Combates en la colonia Escalón, durante la ofensiva de 1989

Por la tarde llegaron los máximos comandantes. Joaquín Villalobos, lejos de tratar de persuadir a los asistentes de sus ideas, los confrontó, los regañó. Quería imponer ideas políticas como quien gira orden militar. Estaba convencido de que había que virar a la democracia, pero quería imponer, verticalmente, a “la masa”, la conversión. Pero la guerra había acabado. Ya nadie le hacía caso a nadie. Se habían roto los hilos ideológicos y económicos que aseguraban la obediencia.

Hay que tomar en cuenta que la máxima dirección controlaba sin fiscalización alguna, desde las bases, el dinero y los recursos de donde salía la comida, los uniformes, los viajes, la gasolina, las medicinas para sanar y los tiros para matar. Eso ya se había acabado en Jocoaitique. La obediencia también.

Las intervenciones de los máximos comandantes, especialmente de Joaquín Villalobos, parecían tener el propósito de acabar con la organización. Después de aquel congreso, el pegamento ideológico y moral que sostenía el andamiaje se evaporó. Los ladrillos comenzaron a desmoronarse entre resentimientos, sospechas, mutuas acusaciones y una que otra amenaza de muerte.

En 1997, el instrumento social demócrata (el PD), que la dirección del ERP quiso convertir en la opción de poder desde la izquierda para pactar la transición con ARENA, desapareció porque obtuvo sólo 13 mil votos. Muy pero muy abajo del 3% requerido para sobrevivir. La bofetada en pleno rostro para aquellos antiguos héroes de los pobres fue terrible.

Así terminó aquella aventura guerrillera iniciada a principios de los años setenta por un puñado de jóvenes, estudiantes universitarios en su mayoría, que en el camino pasaron por todo. Conocieron de los rigores de la clandestinidad, lloraron por la muerte de sus compañeros caídos, algunos fueron salvajemente torturados, aprendieron a matar, pusieron a temblar a los poderes fácticos de El Salvador, preocuparon, y en serio, al Gobierno de Estados Unidos, soñaron con que el poder estaba a la vuelta de la esquina, fueron audaces, fueron temerarios y controvertidos, tuvieron momentos de torpeza, pero también de gran habilidad política. Fueron los últimos en llegar al FMLN y los primeros en retirarse. La primera guerrilla en formarse y la primera en disolverse.

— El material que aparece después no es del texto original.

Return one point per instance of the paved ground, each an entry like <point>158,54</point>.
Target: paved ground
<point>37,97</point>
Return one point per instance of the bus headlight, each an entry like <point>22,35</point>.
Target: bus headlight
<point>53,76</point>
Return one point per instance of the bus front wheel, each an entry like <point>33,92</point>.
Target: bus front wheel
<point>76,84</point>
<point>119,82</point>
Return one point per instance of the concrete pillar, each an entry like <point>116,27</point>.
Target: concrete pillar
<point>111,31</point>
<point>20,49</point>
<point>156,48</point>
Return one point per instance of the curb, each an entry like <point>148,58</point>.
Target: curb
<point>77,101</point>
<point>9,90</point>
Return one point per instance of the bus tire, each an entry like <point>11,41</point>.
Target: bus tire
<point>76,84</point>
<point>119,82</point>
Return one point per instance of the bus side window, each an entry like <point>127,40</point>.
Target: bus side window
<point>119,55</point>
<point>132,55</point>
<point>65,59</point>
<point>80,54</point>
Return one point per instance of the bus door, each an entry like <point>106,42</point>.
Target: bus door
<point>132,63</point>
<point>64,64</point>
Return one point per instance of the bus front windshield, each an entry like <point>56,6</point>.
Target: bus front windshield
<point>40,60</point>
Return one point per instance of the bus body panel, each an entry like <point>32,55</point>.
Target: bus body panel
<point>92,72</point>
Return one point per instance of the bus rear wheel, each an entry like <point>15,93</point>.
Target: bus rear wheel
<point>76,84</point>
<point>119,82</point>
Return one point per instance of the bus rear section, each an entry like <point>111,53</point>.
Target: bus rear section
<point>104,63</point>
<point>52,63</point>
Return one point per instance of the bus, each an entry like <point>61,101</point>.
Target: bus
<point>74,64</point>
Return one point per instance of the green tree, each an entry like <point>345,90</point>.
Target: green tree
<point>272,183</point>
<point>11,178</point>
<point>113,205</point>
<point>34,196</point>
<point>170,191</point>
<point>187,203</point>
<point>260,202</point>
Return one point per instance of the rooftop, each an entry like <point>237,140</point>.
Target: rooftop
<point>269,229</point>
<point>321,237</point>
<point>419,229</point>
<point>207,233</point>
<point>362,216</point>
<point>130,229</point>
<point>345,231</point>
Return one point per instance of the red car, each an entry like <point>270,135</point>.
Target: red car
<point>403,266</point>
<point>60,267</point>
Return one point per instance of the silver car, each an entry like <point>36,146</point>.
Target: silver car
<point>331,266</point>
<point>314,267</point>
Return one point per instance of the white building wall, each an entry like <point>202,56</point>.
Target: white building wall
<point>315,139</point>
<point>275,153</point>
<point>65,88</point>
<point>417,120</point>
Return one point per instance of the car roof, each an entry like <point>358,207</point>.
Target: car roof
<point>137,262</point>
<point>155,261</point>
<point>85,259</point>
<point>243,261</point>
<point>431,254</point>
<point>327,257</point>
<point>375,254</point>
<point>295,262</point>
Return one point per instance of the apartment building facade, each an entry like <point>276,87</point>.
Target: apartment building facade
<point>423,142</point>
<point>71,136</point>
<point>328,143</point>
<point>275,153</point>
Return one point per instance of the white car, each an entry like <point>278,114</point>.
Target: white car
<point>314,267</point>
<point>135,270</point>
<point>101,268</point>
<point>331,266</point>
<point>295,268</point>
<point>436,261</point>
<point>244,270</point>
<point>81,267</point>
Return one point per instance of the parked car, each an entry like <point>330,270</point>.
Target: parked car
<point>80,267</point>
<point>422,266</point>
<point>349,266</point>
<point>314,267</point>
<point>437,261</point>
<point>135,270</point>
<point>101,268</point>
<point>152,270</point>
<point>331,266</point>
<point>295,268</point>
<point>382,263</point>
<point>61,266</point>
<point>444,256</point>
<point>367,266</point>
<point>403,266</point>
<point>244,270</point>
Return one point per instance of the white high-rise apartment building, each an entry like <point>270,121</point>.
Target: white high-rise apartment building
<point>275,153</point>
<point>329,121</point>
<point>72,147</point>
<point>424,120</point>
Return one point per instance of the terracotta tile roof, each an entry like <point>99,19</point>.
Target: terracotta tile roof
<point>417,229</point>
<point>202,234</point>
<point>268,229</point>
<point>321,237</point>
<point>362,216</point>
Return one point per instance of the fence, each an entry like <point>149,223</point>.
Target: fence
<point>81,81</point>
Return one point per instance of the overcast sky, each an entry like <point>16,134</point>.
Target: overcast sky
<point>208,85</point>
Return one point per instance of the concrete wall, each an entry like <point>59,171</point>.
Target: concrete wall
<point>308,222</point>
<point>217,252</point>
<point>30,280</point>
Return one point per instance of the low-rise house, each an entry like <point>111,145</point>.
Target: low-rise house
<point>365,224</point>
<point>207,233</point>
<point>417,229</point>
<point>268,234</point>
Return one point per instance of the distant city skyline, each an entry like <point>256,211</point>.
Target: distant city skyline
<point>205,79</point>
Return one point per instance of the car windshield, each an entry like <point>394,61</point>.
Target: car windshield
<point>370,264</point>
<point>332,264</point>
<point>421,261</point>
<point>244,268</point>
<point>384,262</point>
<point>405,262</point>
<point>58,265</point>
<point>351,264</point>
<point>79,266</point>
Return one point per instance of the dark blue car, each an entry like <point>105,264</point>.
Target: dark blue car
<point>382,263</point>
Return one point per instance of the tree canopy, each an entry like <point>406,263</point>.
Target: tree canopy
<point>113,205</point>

Ya no guardo ningún tipo de relación con los antiguos dirigentes del ERP. No me interesa ni la social democracia, ni la democracia cristiana, ni las luchas por el poder. Estoy, como ciudadano, claramente definido con las ideas liberales. Mi propósito con esta crónica no es juzgar nada, sino contar en una apretada síntesis la historia de una organización que tuvo un alto papel protagónico en la historia reciente de nuestro país.